Now I don’t have some obscurely tiny wrist or anything but all of a sudden the bracelet I have worn for almost three years can easily be slipped off which it never did before, it use to fit just a little loose around the wrist and I would have to unclasp it to get it on and off.  It was made to fit my wrist specifically and is made out of white gold, so it isn’t like over two years it stretched.  I had the bracelet made for me because I could never find anything in the store that fit.  So it just baffles me that I need to have it made smaller by just over an inch.  It seems so odd that this is where my body decided to loose weight.

I am sure this is totally normal and it is a good change especially for the feet side, I am not a size smaller or anything but I do notice that things fit either looser or just better overall.  This too me is a really good thing, because shoes are my enemy, I hate shopping for them because they never come in my size.  I wear a size 11 normally but I can wear 10s or 12s depending all on the shoe and designer.  So I try not to let it define me but it drastically limits what I can comfortably put on my feet because most stores only care up to a 10 in anything that is fashionable.  Once you hit the 11 – 12 mark you start wearing orthopedic looking shoes that are thick and have velcro.  Just typing that description makes by brow furrow.  So I am looking forward to just maybe getting into a size 10 at some point as my starting size instead of an 11.  I should also note that if I have my foot measured it always comes up at a 10, but 10s rarely fit right.  So this has more to do with the industry than my body personally.

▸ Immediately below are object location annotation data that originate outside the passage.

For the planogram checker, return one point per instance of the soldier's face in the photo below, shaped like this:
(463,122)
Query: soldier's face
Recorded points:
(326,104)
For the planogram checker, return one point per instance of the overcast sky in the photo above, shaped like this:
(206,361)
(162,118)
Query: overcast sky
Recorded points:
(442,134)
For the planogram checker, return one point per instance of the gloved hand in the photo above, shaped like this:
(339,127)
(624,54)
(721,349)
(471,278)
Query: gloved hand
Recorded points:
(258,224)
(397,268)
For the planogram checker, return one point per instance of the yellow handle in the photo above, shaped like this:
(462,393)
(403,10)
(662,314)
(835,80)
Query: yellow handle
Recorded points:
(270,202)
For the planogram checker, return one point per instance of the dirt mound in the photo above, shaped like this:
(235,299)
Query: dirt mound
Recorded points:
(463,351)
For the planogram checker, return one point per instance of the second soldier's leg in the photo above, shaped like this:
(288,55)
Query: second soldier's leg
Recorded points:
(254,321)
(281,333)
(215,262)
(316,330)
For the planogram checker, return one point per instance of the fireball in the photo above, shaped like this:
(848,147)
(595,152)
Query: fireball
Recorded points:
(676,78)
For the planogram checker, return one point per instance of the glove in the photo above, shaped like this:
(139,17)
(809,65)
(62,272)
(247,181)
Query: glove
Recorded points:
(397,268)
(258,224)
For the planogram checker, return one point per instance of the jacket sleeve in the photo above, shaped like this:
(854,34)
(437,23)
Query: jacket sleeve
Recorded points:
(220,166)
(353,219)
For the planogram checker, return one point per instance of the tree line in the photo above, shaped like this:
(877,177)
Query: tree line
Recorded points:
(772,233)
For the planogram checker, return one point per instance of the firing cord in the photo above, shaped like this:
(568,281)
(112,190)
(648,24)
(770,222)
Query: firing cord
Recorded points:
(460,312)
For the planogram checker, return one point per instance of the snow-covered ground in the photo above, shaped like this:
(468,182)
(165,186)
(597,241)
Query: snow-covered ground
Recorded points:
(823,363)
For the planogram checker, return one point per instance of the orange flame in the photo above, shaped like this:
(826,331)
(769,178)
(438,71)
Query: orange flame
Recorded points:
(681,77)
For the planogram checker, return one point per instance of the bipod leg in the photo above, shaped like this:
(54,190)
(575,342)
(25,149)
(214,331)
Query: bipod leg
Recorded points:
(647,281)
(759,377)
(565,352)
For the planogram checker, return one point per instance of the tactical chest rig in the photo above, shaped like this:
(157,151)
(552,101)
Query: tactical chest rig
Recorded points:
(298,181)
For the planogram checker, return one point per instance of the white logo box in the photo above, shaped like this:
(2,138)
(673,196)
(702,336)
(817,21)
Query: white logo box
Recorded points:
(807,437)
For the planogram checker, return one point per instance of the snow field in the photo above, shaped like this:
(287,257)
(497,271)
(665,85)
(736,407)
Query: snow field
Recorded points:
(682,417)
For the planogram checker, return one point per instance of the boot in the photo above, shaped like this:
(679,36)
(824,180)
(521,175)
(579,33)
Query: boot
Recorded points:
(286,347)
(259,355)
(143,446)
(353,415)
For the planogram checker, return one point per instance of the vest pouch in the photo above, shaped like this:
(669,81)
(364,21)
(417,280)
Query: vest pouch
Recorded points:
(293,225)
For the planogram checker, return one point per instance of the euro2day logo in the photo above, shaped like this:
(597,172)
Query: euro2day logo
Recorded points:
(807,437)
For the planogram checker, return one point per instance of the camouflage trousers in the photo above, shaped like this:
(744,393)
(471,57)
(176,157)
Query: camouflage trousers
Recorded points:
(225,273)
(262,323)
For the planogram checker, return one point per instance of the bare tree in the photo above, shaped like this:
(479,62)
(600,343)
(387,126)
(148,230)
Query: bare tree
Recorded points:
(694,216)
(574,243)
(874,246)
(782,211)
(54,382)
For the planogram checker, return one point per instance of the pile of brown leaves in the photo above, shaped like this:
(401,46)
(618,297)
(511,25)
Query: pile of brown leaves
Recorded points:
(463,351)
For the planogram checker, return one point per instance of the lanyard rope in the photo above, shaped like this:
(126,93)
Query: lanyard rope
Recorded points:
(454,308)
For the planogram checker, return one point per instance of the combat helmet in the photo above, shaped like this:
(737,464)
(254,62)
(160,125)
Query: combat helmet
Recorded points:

Because this process has been going on for 6 months and I would say I have at least 10 more months before I reach my ultimate goal but I can’t help but wish I showed a greater physical change than I do, while having smaller wrists and feet is nice it doesn’t really alter me visually.  Which ultimately is a nice side effect of loosing weight.  While most of us choose to loose weight mainly for health benefits no one can deny that really it is to look better in clothing.  We are just programmed that way.  Or if you are me it is just to get out of the plus size boxy section and into misses sized clothing where they define curves.  I don’t want to even get started on the drastic difference in clothing between misses and plus size because I can talk for days about how designers think plus size needs to be square that is a whole other post.  As well as the fact that women’s section in department stores is actually plus size clothing, they just don’t call it plus size.

I just decided that I was not focusing on me and it was starting to show physically and then I reached back to my highest weight ever in 2012 and knew that it was time to make a change.  I hope to post more about my journey I am on a goal of loosing 100 lbs and when I look at it that way being almost a quarter of the way there it doesn’t seem that big of a goal.